DaRon Rodrick Holmes II (born August 15, 2002) is an American professional basketball player for the Denver Nuggets of the National Basketball Association (NBA). He played college basketball for the Dayton Flyers.

==Early life and high school career==
Holmes grew up in Goodyear, Arizona and initially attended Millennium High School. He was named the Arizona Gatorade Player of the Year after averaging 23.7 points, 10.6 rebounds, 3.8 blocks, and 3.1 assists per game as a junior. Holmes transferred to Montverde Academy in Montverde, Florida prior to the start of his senior year. He ultimately moved back to Arizona during his winter break and transferred a second time to AZ Compass Prep School in Chandler, Arizona. Holmes was rated a four-star recruit and committed to playing college basketball for Dayton over offers from Arizona, Marquette, and California.

==College career==
Holmes started all 35 of the Dayton Flyers' games as a freshman and led the team with 12.8 points per game and also averaged 6.1 rebounds and 2.3 blocks per game. He also set a school record with 81 total blocks in a season. Holmes was named the Atlantic 10 Conference Rookie of the Year, second-team All-Atlantic 10, and to the conference All-Defense team.

Holmes entered his sophomore season on the watch list for the Karl Malone Award. As a sophomore, he averaged 18.4 points, 8.1 rebounds, and 1.9 blocks per game and was named first-team All-Atlantic 10 team.

On April 24, 2023, Holmes declared for the 2023 NBA draft while maintaining his college eligibility. He later withdrew from the draft on the day of the deadline and announced that he would return to Dayton for his junior season.
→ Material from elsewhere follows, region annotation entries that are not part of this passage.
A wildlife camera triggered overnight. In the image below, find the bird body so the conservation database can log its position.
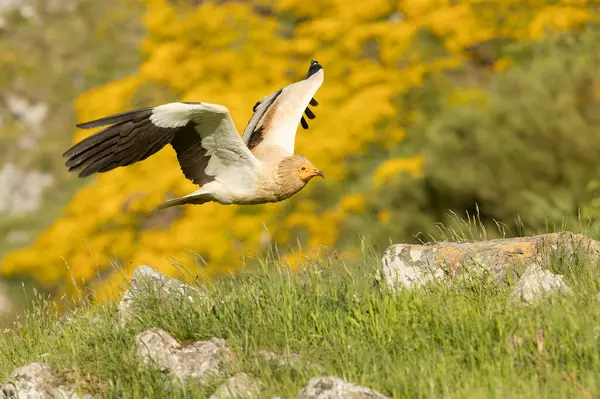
[64,61,324,210]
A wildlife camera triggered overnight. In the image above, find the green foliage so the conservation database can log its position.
[0,251,600,398]
[358,25,600,245]
[0,0,143,258]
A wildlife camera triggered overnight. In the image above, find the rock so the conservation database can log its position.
[135,328,234,384]
[209,373,260,399]
[0,163,54,215]
[509,263,572,304]
[296,377,389,399]
[118,265,210,326]
[382,232,600,289]
[0,363,93,399]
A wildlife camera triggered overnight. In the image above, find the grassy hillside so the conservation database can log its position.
[0,236,600,398]
[1,0,600,304]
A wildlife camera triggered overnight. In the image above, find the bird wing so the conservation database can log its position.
[243,61,324,154]
[63,102,259,185]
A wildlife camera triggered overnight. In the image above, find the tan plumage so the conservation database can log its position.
[63,61,324,209]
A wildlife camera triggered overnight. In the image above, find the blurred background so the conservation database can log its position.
[0,0,600,320]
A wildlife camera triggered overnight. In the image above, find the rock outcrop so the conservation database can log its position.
[382,233,600,290]
[118,265,210,326]
[509,263,572,305]
[135,328,234,384]
[296,376,389,399]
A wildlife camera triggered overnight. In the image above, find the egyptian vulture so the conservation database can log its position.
[63,61,325,210]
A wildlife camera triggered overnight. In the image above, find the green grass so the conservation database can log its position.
[0,244,600,398]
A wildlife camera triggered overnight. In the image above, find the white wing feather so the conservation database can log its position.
[150,102,260,186]
[251,69,325,154]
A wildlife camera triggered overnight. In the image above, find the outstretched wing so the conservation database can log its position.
[63,102,258,185]
[243,61,324,154]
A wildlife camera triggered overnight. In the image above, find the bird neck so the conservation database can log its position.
[275,157,306,198]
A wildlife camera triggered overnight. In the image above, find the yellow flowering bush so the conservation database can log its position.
[1,0,594,295]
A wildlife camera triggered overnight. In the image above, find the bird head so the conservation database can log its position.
[280,154,325,186]
[294,156,325,183]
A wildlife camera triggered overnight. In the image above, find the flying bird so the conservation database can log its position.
[63,61,325,210]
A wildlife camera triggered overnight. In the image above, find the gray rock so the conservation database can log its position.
[296,376,389,399]
[381,232,600,290]
[118,265,211,326]
[509,263,572,304]
[209,373,261,399]
[0,163,54,215]
[0,363,93,399]
[135,328,234,384]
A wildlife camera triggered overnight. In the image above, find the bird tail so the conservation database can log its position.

On May 30, 2024, Holmes declared for the 2024 NBA draft. On June 26, he was selected as the 22nd overall pick by the Phoenix Suns, who subsequently traded him to the Denver Nuggets in exchange for the draft rights to Ryan Dunn (No. 28), the draft rights to the 56th pick (which they later traded to the New York Knicks), a 2026 second-round selection and a 2031 second-round selection. As the No. 22 overall pick, he became the fifth Flyer to be an NBA first round draft pick.

==Professional career==
Holmes was selected with the 22nd overall pick by the Phoenix Suns in the 2024 NBA draft, however, immediately on draft night, he was traded for the 28th and 56th overall picks in the 2024 draft alongside second-round picks in 2026 and 2031 and on July 9, he signed with the Nuggets. Three days later, he suffered a torn right Achilles tendon in his Summer League debut, ending his season.

On October 25, 2025, Holmes made his professional debut. recording 3 points and a foul in three minutes of play. On December 31, 2025 he scored a career-high 11 points along with 3 rebounds, 1 assist, and a block.

==Career statistics==

===NBA===
====Regular season====

| Year | Team | GP | GS | MPG | FG% | 3P% | FT% | RPG | APG | SPG | BPG | PPG |
|---|---|---|---|---|---|---|---|---|---|---|---|---|
| 2025–26 | Denver | 25 | 6 | 8.4 | .508 | .444 | .786 | 1.4 | .6 | .0 | .2 | 3.7 |
| Career |  | 25 | 6 | 8.4 | .508 | .444 | .786 | 1.4 | .6 | .0 | .2 | 3.7 |

====Playoffs====

| Year | Team | GP | GS | MPG | FG% | 3P% | FT% | RPG | APG | SPG | BPG | PPG |
|---|---|---|---|---|---|---|---|---|---|---|---|---|
| 2026 | Denver | 2 | 0 | 2.0 | — | — | — | 1.0 | .0 | .0 | .0 | .0 |
| Career |  | 2 | 0 | 2.0 | — | — | — | 1.0 | .0 | .0 | .0 | .0 |

===College===

| Year | Team | GP | GS | MPG | FG% | 3P% | FT% | RPG | APG | SPG | BPG | PPG |
|---|---|---|---|---|---|---|---|---|---|---|---|---|
| 2021–22 | Dayton | 35 | 35 | 30.7 | .649 | .143 | .586 | 6.1 | 1.3 | .4 | 2.3 | 12.8 |
| 2022–23 | Dayton | 34 | 34 | 34.3 | .590 | .316 | .669 | 8.1 | 1.7 | .7 | 1.9 | 18.4 |
| 2023–24 | Dayton | 33 | 33 | 32.5 | .544 | .386 | .713 | 8.5 | 2.6 | .9 | 2.1 | 20.4 |
| Career |  | 102 | 102 | 32.5 | .588 | .358 | .671 | 7.5 | 1.9 | .7 | 2.1 | 17.1 |

== Personal life ==
In 2026, Holmes got engaged to long-time girlfriend Lexi Parry.